I'm attempting to write a parser in JavaCC that can recognize a language that has some ambiguity at the token level. In this particular case the language supports the "/" token by itself as a division operator while it also supports regular expression literals.

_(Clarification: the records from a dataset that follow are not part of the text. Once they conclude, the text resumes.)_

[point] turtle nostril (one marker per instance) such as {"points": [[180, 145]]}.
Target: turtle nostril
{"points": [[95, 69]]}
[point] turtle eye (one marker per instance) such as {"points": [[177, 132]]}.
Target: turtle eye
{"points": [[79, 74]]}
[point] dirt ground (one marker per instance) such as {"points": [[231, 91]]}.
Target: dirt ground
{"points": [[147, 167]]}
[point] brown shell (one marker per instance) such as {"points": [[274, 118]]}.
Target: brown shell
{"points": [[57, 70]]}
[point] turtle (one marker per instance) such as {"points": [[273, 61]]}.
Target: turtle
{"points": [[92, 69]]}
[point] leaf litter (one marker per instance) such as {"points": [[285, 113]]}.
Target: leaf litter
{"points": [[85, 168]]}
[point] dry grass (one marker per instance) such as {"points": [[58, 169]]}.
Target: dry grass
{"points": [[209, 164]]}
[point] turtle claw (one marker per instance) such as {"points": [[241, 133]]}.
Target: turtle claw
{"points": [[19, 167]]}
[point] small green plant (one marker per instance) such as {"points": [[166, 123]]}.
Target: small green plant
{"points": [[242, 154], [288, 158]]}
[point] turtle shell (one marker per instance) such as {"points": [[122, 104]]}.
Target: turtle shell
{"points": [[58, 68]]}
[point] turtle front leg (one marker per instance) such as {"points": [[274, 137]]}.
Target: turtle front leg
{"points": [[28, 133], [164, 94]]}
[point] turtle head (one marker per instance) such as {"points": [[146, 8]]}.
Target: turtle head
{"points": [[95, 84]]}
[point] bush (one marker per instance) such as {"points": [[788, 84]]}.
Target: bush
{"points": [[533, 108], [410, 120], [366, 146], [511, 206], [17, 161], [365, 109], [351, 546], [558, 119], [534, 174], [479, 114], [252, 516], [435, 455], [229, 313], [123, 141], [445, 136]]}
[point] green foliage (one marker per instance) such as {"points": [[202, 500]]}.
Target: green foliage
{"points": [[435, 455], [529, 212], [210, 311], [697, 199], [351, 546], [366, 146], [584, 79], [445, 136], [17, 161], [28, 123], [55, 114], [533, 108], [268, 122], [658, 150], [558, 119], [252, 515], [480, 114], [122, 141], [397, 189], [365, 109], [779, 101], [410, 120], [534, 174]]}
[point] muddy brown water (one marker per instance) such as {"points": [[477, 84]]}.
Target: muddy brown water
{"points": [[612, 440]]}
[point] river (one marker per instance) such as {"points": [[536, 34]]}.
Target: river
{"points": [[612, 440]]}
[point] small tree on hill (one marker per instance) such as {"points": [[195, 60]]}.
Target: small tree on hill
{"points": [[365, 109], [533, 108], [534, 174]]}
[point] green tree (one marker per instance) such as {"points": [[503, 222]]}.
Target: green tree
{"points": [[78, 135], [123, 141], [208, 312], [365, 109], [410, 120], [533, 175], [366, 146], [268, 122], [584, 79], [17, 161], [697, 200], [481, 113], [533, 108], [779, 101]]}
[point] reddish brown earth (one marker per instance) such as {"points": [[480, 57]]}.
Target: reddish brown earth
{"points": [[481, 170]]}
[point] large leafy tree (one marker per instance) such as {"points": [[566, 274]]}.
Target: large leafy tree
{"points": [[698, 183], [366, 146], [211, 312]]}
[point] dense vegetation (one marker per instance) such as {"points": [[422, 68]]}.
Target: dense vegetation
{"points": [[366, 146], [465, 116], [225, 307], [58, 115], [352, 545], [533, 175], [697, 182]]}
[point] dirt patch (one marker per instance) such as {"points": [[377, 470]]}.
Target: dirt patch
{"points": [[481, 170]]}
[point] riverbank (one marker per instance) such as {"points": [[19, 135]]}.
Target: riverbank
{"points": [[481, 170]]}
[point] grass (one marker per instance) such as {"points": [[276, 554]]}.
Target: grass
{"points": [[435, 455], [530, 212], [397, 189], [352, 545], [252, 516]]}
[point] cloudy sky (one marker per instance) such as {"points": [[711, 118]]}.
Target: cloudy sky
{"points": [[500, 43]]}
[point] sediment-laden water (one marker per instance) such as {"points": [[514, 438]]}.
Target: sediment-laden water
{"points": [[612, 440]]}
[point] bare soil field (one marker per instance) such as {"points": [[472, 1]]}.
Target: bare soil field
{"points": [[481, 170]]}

Consider the following JavaCC grammar:
TOKEN :
{
...
< VAR : "var" > |
< DIV : "/" > |
< EQUALS : "=" > |
< SEMICOLON : ";" > |
...
}
TOKEN :
{
< IDENTIFIER : <IDENTIFIER_START> (<IDENTIFIER_START> | <IDENTIFIER_CHAR>)* > |
< #IDENTIFIER_START : ( [ "$","_","A"-"Z","a"-"z" ] )> |
< #IDENTIFIER_CHAR : ( [ "$","_","A"-"Z","a"-"z","0"-"9" ] ) > |
< REGEX_LITERAL : ("/" <REGEX_BODY> "/" ( <REGEX_FLAGS> )? ) > |
< #REGEX_BODY : ( <REGEX_FIRST_CHAR> <REGEX_CHARS> ) > |
< #REGEX_CHARS : ( <REGEX_CHAR> )* > |
< #REGEX_FIRST_CHAR : ( ~["\r", "\n", "*", "/", "\\"] | <BACKSLASH_SEQUENCE> ) > |
< #REGEX_CHAR : ( ~[ "\r", "\n", "/", "\\" ] | <BACKSLASH_SEQUENCE> ) > |
< #BACKSLASH_SEQUENCE : ("\\" ~[ "\r", "\n"] ) > |
< #REGEX_FLAGS : ( <IDENTIFIER_CHAR> )* >
}
Given the following code:
var y = a/b/c;
Two different sets of tokens could be generated. The token stream should be either:
<VAR> <IDENTIFIER> <EQUALS> <IDENTIFIER> <DIV> <IDENTIFIER> <DIV> <SEMICOLON>
or
<VAR> <IDENTIFIER> <EQUALS> <IDENTIFIER> <REGEX_LITERAL> <SEMICOLON>
How can I ensure that that TokenManager generates the token stream that I expect for this case?